Pagi pun tiba, sinar matahari pagi kembali menyambut. Segelas teh hangat menemani sarapan kami dipagi ini. Setelah sarapan dan packing, perjalanan kembali kami lanjukan. Kali ini aku kembali menjadi leader, ditemani Mahoni, Selulosa, Ceremai dan Flysheet. Perjalanan dimulai dari tempat camp menulusuri perkebunan penduduk, hingga memasuki hutan. Dalam perjalanan kami sempat berhenti untuk beristihat dan melakukan retection, untuk mengetahui posisi kami sekarang dan mengabarkan kepada team peninjau. Kemudian kami kembali melanjutkan perjalanan menulusuri hutan, sampai akhirnya tiba disebuah punggungan. Setelah melihat peta, ternyata perkampungan masih jauh meskipun sudah terlihat. Kami pun akhirnya memutuskan untuk melanjutkan perjalanan meskipun hari sangat sore. Hutan lebat pun meyambut, dengan terpaksa kami harus kembali membuka jalur. Tanpa terasa malampun tiba, sementara perkampungan tak kunjung terlihat. Sialnya lagi penerangan tidak mencukupi untuk semua anggota, apalagi kami terhadang jurang yang cukup terjal didepan. Kami pun akhirnya memutuskan untuk camp didalam hutan, kami berusaha mencari tempat camp yang layak namun tak kunjung dapat.

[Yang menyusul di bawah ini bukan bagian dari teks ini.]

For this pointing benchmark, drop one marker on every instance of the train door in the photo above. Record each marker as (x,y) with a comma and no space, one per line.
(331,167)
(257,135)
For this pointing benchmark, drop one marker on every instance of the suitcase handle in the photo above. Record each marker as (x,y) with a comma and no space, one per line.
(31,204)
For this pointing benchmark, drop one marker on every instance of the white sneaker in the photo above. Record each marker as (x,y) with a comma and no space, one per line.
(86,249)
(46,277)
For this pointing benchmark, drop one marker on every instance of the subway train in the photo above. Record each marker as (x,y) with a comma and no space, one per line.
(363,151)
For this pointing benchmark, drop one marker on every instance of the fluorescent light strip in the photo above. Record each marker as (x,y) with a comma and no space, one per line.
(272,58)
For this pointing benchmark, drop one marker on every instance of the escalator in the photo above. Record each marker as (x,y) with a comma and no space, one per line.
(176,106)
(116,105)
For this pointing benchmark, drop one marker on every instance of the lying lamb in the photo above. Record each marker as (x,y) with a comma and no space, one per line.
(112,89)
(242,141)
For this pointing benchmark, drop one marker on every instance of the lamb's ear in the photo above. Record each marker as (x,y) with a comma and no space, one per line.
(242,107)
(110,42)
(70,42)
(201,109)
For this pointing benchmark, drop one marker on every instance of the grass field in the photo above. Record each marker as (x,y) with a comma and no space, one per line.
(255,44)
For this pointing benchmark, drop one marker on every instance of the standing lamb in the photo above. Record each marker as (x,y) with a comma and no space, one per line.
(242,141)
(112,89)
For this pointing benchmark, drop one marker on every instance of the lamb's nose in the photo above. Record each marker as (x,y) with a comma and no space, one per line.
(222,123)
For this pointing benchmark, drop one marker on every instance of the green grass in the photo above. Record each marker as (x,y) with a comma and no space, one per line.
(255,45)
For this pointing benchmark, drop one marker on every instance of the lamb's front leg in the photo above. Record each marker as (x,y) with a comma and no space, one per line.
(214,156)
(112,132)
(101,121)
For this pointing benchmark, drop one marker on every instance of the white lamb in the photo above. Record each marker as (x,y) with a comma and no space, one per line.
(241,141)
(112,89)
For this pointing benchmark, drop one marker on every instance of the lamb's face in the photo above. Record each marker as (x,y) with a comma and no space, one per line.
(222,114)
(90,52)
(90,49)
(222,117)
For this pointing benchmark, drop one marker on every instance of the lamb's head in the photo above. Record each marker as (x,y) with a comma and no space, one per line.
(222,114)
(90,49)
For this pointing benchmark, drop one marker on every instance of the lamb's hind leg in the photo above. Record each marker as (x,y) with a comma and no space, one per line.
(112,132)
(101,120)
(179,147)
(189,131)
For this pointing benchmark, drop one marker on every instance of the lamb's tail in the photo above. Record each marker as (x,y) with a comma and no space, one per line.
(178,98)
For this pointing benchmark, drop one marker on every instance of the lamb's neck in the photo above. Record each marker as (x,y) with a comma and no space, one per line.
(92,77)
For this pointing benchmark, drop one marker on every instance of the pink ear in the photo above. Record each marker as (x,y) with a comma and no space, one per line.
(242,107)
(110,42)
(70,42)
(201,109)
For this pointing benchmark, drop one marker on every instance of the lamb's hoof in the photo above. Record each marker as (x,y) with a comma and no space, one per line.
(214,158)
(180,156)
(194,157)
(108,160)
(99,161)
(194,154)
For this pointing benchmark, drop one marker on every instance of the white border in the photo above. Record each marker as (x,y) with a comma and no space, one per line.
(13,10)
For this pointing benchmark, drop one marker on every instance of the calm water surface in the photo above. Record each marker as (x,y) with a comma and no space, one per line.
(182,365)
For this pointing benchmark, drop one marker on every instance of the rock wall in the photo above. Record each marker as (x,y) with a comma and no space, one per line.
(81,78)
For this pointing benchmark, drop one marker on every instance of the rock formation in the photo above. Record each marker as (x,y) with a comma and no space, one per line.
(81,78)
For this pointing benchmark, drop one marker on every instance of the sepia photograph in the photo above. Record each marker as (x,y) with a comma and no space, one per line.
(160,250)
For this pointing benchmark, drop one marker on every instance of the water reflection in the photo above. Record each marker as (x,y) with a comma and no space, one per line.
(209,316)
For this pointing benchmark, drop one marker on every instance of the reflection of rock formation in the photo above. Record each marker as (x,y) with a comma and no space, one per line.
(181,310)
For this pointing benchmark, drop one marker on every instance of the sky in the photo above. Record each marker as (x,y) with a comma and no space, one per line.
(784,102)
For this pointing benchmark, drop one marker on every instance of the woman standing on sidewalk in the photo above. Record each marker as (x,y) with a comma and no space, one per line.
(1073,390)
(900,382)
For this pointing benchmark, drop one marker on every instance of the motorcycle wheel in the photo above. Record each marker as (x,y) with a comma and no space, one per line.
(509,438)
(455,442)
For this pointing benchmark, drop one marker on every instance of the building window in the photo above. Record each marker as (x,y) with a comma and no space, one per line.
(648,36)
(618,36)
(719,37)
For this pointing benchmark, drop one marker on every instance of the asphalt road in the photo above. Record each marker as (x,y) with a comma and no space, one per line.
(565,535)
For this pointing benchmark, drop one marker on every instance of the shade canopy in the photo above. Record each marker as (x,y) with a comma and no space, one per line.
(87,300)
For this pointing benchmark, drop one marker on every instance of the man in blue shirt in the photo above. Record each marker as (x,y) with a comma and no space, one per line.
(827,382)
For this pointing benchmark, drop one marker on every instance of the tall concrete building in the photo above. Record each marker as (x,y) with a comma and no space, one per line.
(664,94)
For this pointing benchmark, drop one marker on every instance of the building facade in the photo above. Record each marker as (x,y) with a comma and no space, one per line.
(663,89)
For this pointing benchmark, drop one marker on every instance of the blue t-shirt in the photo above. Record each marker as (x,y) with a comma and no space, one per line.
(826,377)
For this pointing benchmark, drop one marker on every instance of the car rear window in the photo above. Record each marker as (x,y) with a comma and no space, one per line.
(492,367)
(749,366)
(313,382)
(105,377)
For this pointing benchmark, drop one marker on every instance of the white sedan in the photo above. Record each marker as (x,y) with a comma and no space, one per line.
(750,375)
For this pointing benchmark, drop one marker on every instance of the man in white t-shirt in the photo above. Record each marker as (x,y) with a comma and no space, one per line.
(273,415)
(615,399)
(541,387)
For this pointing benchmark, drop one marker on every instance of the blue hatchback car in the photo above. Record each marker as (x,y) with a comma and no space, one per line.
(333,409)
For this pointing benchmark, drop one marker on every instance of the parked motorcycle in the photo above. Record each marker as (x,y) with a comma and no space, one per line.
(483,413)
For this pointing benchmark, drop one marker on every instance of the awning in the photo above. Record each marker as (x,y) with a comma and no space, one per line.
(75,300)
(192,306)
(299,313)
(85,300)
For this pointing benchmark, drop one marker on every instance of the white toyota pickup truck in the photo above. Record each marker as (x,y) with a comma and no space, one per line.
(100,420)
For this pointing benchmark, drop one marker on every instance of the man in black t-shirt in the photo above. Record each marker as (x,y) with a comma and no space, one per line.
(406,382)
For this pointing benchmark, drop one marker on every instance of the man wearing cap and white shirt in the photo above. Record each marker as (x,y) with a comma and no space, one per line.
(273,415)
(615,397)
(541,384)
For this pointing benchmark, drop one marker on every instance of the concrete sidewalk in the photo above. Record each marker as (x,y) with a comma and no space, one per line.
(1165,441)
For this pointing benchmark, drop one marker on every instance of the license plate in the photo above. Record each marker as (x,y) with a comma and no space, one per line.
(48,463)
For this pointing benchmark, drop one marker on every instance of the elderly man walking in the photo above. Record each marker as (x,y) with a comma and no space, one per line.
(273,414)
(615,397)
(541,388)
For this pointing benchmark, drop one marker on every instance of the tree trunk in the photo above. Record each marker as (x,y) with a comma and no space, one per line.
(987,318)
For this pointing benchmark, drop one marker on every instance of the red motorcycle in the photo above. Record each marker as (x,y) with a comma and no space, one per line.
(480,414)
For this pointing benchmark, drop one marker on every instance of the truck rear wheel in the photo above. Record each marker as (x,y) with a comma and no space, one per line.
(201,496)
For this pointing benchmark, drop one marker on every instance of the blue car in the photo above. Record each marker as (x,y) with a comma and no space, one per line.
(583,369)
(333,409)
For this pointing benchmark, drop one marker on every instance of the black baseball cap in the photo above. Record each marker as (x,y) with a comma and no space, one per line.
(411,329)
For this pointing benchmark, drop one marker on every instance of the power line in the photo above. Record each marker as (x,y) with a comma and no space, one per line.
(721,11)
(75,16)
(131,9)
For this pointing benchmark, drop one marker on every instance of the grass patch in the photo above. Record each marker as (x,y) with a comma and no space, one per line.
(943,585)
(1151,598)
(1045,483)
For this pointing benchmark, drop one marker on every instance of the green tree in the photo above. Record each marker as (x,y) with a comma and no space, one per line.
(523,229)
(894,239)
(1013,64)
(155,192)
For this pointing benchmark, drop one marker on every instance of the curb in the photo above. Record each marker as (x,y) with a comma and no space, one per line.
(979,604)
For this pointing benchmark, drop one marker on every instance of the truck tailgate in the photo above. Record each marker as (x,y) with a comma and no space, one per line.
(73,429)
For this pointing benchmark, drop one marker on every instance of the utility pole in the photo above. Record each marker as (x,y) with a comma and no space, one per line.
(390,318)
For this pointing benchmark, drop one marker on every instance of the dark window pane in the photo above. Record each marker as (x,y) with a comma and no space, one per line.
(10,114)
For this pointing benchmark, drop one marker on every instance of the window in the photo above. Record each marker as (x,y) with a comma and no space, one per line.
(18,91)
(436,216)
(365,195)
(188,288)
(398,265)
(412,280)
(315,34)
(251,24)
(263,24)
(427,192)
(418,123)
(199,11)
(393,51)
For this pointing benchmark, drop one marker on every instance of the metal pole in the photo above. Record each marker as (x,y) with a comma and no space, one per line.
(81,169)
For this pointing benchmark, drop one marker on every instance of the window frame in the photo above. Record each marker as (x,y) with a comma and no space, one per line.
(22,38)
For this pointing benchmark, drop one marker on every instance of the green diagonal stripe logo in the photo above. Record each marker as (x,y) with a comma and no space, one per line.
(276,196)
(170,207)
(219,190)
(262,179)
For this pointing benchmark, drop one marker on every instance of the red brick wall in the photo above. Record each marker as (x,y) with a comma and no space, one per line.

Akhirnya kami camp disebuah tempat yang hanya bisa didirikan satu tenda saja untuk anggota perempuan. Sementara itu anggota laki-laki tidur dibagian luar saja dengan beralas matras dan beratap flysheet. Untuk makan malam, kami hanya memasak sedikit saja, yang penting ada yang bisa mengganjal perut dan kami juga tidak melaksanakan brefing, melihat kondisi teman-teman yang kecapean. Jadi setelah makan malam, kami langsung beristirahat..... bubikzzzzzzzzzzz................!
Pagi kembali menyambut..... meski tidur semalam kurang nyenyak tapi aku tetap bersyukur masih bisa beristirahat. Kami bangun agak kesiangan, ditambah lagi waktu sarapan dan packing membuat kami jadi terlambat berangkat untuk melanjutkan perjalanan.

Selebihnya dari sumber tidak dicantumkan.